Face à cette dernière, il ne reste d’autre solution à l’homme que l’oppression farouche de toute féminité. Oppression d’autant plus radicale qu’elle a pour fonction première de recouvrir de son voile phobique le vertige secret, intime, muet, mais omniprésent, de l’impuissance masculine et de son éternel compagnon, la répulsion-tentation de l’homosexualité latente... D’où la nécessité aussi de l’alliance érotisée et défensive des “frères” de l’islam. Devant les hallucinatoires menaces du vagin denté, la sécurité et la fuite résident dans le nombre. Ainsi, pour se protéger, l’homme musulman vit-il en banc. Comme les petits poissons...
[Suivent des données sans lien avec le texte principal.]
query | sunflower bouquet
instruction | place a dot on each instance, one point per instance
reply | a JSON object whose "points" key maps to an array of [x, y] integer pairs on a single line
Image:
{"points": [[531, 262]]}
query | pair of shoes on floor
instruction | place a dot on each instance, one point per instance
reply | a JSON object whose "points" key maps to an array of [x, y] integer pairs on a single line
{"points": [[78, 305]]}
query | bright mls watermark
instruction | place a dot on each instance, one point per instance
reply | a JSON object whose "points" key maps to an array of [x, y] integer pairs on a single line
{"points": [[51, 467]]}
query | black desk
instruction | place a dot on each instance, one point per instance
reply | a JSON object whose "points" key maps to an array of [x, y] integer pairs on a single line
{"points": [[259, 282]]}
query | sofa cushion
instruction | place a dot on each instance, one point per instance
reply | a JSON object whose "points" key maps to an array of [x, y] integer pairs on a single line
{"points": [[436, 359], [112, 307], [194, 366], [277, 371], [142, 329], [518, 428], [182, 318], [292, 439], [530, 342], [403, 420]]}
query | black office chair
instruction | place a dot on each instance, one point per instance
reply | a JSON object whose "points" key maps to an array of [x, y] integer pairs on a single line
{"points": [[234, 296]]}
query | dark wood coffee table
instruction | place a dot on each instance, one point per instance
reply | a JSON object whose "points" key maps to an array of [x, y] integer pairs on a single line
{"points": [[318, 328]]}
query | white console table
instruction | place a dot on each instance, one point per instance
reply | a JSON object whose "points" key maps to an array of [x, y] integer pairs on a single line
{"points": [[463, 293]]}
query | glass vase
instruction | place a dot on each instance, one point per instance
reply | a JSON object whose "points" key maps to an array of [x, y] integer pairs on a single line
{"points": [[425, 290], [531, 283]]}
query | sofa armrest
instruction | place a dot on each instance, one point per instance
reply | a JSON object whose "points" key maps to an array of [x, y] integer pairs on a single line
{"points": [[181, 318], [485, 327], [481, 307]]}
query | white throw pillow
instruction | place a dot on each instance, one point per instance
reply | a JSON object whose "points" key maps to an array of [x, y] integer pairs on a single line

Je hais le fait religieux en général, parce qu’il aliène l’homme en lui faisant prendre des messies pour des lanternes. Je hais l’islam en particulier, parce que l’islam est un système d’oppression tragique des deux sexes.

En attendant, en face, on s’organise. On s’organise, on planifie, on égorge et on décapite... J’entends bien qu’indiscutablement une majorité de musulmans désapprouvent ces actes. Pourtant je persiste à haïr l’islam, parce qu’en tant que système de pensée et d’être au monde il permet la guerre sainte. Il permet la charia.

L’égorgement et la décapitation y sont toujours présents, ne serait-ce qu’en tant que possibilité structurelle, car il est au cœur de l’islam, un topos pour cela. Tout comme la pensée tardive de Marx abrite, en son sein, la pérenne potentialité des affres des dictatures prolétariennes. Tout comme le christianisme est inextricablement, consubstantiellement vérolé d’antisémitisme...

Cette haine de l’islam, je revendique publiquement le droit de l’exprimer. Publiquement. Quitte éventuellement à transgresser, oui, les lois de la République. Car dénoncer aujourd’hui les féroces imbécillités des croyances religieuses est plus qu’un plaisir, c’est un devoir. Et un honneur. Celui de montrer qu’il est possible d’exister debout, sans béquilles et sans illusions.

En ces temps où, une nouvelle fois, la religion fait la guerre, il urge de revendiquer encore, et toujours, et hautement, la dignité supérieure de l’homme sans dieu.